The violence of the last ten days, or so, stems from the failure of both sides to adhere to the terms of the Egyptian brokered truce, which expired December 19, 2008. However, one must recall that Hamas abided by the terms of the cease-fire until Israel’s November 4, 2008 air strike into Gaza that killed five people and wounded many more. As always happens in this region, tensions and violence escalated through a series of retaliatory strikes.

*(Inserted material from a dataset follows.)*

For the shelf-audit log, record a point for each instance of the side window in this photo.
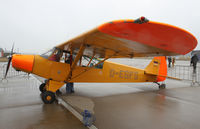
(90, 62)
(56, 55)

French President Nicolas Sarkozy, who has been pressuring both sides to accept a truce, is now in the middle-east. He made stops in Egypt, the West Bank, and Israel today. He met with Palestinian President Mahmoud Abbas in Ramallah, where he gave a press conference condemning both Hamas and Israel. Meanwhile, U.S. UN Ambassador Zalmay Khalilzad has been instructed by State Department Officials (probably including Condoleeza Rice) to torpedo any efforts by the Arabs to request assistance from the UN Security Council. While French President Sarkozy has been even-handed in his criticism, President George W. Bush has continued his unflinching support for Israel: “I understand Israel’s desire to protect itself. The situation now taking place in Gaza was caused by Hamas.” President-elect Obama has been silent on the issue of Gaza. He has continued his mantra: “There is one President at a time.” True, but, like Representative Barney Frank, I think he “seriously overestimates the number of Presidents we have.” I think that since he is going to be President in… 15 days, it matters what he thinks. Since the Bush camp has decided to sit on their hands, he should at least voice an opinion. Perhaps he does not want to express an opinion that is at odds with the current President, thus undermining anything Bush says, but I think that the violence is such that it requires a response.